Article 3246 of net.physics:
>From: jlg@lanl.ARPA (Jim Giles)
Message-ID: <853@lanl.ARPA>
....  When I mean 'coordinate system' I say 'coordinate system'.  I always
use 'frame' as short for 'Lorentzian frame' ....

   In other words, your terminology is incorrect.  You are confusing an
arbitary local frame with a "Lorentzian [sic] frame" (presumably you mean
Lorentz frame).


Back to the letter:

>I DID say ....

   Nobody is denying that you later said some true things.  I just want
to know if you admit that some of the things you said are in fact wrong.

>Since you can't tell which theorems I am talking about, I can only assume
>that you don't even HAVE a copy of MTW to check the context of my remarks -
>much less have you read it!

   Since you didn't tell me in your letter what theorems you were talking
about, it was hard for me to guess which ones you meant.  I do in fact have
MTW sitting right in front of me, and have had for this whole discussion.
Was reading MTW supposed to make me a mind reader so I could guess what
theorems you were talking about?

>>    But the *point* of the above is that you *can* do GR in *any* local
>> frame, and the results are the same *because* of the analysis you describe
>> above!  What you are saying is, "Einstein realized that *if* you do your
>> analysis in a rotating coordinate frame, the influence of all of that
>> rotating mass gives you the same answer after all."  Don't you realize
>> that you need to be able to do GR in rotating frames in the first place
>> for this to even make sense?
>
>I never claimed that you COULDN'T do GR in any coordinate system you wanted
>to.

   YES YOU DID!  See the above quotes.  This is the whole problem.
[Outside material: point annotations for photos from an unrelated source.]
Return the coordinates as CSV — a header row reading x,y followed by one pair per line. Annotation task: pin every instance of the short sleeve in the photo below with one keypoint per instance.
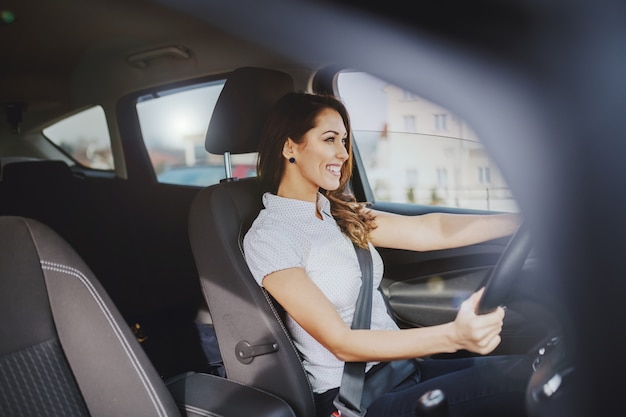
x,y
268,250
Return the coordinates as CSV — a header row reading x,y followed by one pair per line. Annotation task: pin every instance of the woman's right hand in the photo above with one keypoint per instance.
x,y
478,333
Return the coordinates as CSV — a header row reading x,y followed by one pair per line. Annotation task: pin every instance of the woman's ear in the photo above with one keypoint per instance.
x,y
288,148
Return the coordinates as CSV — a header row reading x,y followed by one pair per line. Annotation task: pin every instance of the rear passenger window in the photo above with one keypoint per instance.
x,y
84,137
174,123
415,151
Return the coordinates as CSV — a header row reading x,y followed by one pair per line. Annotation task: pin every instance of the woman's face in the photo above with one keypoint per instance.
x,y
322,153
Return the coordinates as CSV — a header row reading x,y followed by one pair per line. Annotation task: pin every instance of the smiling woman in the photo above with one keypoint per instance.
x,y
107,109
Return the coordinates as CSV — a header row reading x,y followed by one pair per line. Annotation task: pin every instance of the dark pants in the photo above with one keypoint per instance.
x,y
478,386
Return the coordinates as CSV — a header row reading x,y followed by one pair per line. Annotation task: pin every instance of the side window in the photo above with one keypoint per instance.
x,y
84,137
173,125
415,151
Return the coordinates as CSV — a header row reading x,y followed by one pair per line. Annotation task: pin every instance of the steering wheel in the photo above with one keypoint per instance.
x,y
503,274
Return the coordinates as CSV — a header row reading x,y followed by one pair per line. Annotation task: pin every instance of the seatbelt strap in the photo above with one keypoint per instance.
x,y
348,400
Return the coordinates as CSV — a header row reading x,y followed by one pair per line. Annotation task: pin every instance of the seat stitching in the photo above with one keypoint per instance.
x,y
118,332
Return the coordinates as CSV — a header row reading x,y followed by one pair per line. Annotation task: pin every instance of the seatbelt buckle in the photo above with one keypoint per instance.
x,y
344,411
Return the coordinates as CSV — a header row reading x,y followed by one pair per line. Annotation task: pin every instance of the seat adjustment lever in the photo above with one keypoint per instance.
x,y
247,352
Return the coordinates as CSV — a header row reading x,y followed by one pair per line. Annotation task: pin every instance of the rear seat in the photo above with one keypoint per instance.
x,y
45,190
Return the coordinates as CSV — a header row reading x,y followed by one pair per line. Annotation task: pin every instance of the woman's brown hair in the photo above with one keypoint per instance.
x,y
291,117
>You can invent a hyperbolic coordinate system with singularities in it
>(even for an empty region of space) if you want to - and, with sufficient
>mathematical sophistication, you can correctly work out what's going on.
>This has NOTHING to do with the question: is rotation 'merely' a matter of
>convenience?  The answer is NO!  The Earth rotates once per day, the Moon
>once per month.  Both the Earthling and the Selenite agree that their
>pendulums and gyroscopes are linked to the distant stars, NOT the Earth or
>the Moon.  By claiming this to be 'merely convenience' is to disregard this
>effect as purely coincidental.

   Using that particular coordinate system to do your computations is merely
a matter of convenience.  But neither Matt nor I nor anyone else has said
that there is not a preferred frame, or that there is nothing special about
nonrotating frames.  All we have been saying is that GR says things about
*geometry* of space-time that are true *independent* of which particular
frame you choose to do your computations in.  For example the coordinate-
free statements in your favorite box, 1.3.
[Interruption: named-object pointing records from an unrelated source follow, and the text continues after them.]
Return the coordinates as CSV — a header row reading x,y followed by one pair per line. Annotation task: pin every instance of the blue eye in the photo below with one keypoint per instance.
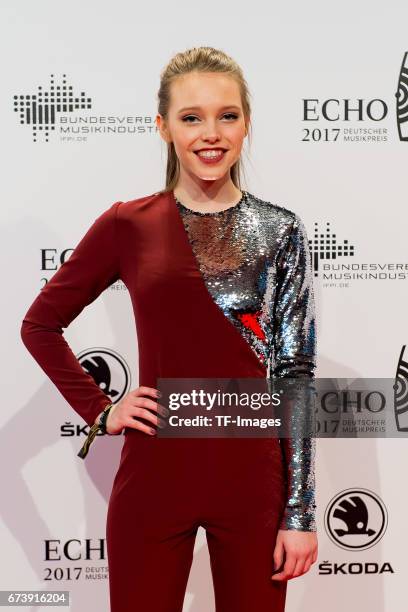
x,y
187,117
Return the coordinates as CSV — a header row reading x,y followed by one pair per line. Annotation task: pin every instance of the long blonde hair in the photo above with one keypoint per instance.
x,y
200,59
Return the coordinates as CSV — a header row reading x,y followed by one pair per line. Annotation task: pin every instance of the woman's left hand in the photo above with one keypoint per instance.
x,y
299,549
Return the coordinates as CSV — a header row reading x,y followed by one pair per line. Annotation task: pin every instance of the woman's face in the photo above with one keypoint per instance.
x,y
205,114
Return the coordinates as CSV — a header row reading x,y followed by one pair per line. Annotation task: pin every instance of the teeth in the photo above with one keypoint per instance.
x,y
210,153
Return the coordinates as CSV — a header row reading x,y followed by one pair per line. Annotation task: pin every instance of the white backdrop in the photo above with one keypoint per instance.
x,y
53,503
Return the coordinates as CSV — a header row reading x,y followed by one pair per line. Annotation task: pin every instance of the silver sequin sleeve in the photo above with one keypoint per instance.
x,y
294,355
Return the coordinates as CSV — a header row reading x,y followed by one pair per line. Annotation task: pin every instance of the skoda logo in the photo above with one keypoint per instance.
x,y
355,519
108,369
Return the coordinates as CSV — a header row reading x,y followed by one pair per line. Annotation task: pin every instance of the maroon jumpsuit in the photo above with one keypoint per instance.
x,y
240,490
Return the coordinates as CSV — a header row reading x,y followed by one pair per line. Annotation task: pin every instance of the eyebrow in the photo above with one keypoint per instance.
x,y
185,108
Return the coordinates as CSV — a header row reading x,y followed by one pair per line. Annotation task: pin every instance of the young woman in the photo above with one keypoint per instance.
x,y
221,286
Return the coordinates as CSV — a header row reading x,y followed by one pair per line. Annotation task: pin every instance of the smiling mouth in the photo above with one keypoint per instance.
x,y
210,153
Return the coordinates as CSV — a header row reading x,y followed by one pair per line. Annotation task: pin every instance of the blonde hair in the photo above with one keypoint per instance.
x,y
200,59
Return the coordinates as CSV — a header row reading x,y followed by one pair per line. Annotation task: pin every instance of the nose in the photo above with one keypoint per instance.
x,y
210,132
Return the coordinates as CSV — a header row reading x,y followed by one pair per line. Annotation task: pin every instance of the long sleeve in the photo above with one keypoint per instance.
x,y
92,267
294,354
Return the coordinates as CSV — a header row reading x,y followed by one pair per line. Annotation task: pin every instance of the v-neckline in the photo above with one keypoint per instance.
x,y
174,209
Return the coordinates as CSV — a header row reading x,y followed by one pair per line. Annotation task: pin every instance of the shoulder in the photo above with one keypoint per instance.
x,y
127,208
278,213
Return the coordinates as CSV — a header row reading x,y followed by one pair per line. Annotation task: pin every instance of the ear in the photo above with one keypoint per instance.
x,y
163,128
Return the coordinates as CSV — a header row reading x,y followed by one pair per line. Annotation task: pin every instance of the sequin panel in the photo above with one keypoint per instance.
x,y
255,261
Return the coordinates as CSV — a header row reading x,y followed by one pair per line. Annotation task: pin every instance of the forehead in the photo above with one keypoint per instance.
x,y
205,90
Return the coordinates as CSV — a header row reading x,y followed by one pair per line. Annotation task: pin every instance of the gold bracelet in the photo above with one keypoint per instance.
x,y
91,436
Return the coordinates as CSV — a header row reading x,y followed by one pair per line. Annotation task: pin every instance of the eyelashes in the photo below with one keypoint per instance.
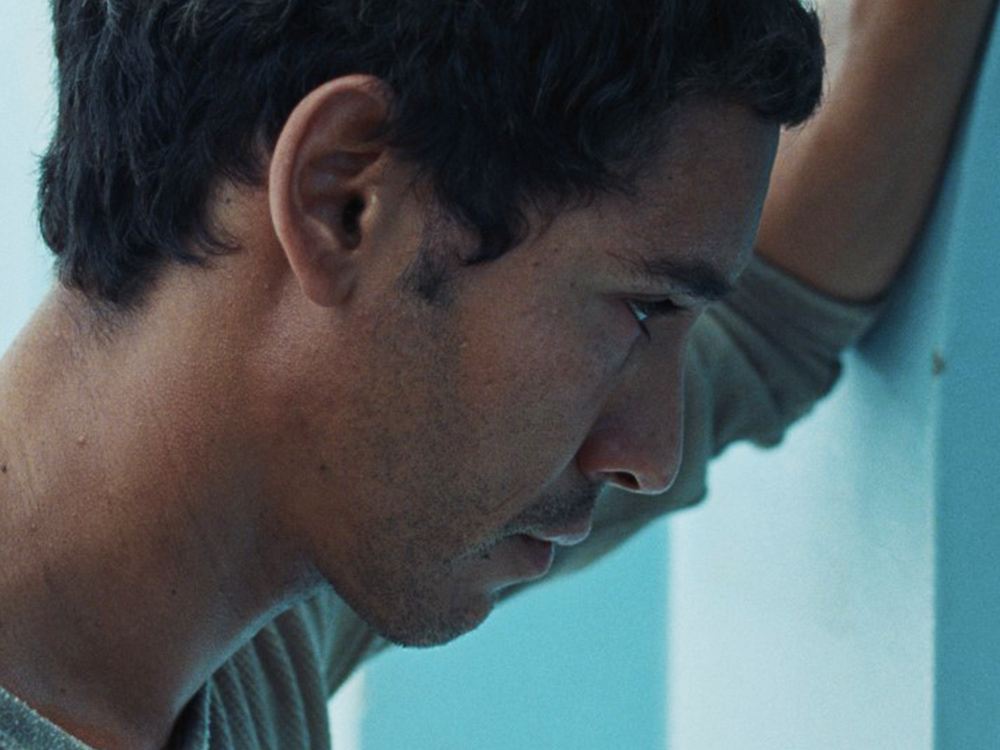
x,y
644,310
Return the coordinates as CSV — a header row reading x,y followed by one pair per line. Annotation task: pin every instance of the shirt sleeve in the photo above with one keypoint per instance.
x,y
757,362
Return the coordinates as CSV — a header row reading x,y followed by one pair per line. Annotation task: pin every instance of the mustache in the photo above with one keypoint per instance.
x,y
556,510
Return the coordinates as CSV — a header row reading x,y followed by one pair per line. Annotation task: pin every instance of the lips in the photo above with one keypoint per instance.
x,y
565,536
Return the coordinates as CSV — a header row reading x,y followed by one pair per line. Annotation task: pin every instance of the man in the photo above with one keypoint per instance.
x,y
374,298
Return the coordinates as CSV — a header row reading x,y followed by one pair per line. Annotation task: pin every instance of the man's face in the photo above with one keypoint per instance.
x,y
469,435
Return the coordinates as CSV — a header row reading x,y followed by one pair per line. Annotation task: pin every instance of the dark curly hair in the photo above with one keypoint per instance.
x,y
499,102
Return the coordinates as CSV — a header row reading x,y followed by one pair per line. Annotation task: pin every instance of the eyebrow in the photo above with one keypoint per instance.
x,y
694,279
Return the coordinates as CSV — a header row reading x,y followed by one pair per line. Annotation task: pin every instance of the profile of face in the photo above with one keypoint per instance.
x,y
458,421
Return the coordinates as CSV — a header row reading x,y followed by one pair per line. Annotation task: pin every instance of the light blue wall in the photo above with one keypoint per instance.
x,y
24,129
967,448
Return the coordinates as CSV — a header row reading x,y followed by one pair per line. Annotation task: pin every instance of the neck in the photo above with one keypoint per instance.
x,y
133,561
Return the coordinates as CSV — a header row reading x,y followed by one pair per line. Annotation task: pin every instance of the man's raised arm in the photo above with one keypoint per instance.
x,y
851,188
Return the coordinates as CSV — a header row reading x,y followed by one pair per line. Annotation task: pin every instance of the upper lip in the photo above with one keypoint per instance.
x,y
565,536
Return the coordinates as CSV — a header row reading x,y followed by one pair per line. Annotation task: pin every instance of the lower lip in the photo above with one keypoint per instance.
x,y
539,554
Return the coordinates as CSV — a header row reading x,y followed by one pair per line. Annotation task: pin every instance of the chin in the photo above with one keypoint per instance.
x,y
435,628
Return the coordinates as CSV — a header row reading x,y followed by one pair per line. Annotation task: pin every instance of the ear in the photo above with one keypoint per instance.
x,y
323,184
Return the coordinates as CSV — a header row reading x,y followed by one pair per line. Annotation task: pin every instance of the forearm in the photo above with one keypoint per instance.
x,y
852,186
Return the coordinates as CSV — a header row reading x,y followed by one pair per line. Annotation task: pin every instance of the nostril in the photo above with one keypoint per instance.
x,y
625,480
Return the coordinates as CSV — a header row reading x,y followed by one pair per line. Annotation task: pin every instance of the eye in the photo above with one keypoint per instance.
x,y
643,310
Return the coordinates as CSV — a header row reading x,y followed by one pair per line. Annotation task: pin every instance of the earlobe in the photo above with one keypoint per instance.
x,y
323,184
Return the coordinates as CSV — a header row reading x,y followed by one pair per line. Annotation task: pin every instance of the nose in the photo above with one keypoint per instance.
x,y
637,442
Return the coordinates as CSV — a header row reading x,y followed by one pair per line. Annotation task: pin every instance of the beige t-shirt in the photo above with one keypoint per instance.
x,y
758,361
>The effect makes perfect sense without rotating coordinate systems (it is,
>after all, a Newtonian effect as well).  Now, as you say, you should be
>able to compute the effect in GR for rotating frames as well.  This does
>NOT imply that such rotating frames will satisfy the theorems of Special
>Relativity (as you and Mr Weiner have actually said) - rotating 'frames'
>DON'T obey the theorems of special relativity.

   NEVER has either of us said this.  I can quote you the places in which
you have said the things I attribute to you.  You cannot, because we have
not said those things!

>No matter how long you and Mr. Weiner bang on your keyboards, you can't
>make rotating coordinate systems obey the theorems of Special Relativity.

   Nor would we claim to.

>Don't send me more mail about this issue until you have read and under-
>stood at least chapter 1 of MTW or some other adequate text.  It's a
>useless discussion until you start making sense instead of meaningless
>diatribes.

   I know so much more differential geometry than the small amount that
is in MTW that this is just ludicrous.  I have spent years as a graduate
student studying geometry.  I don't know how to convince you of this,
except to repeat the same things I have been saying, and to point out
the inconsistencies in the things you have said.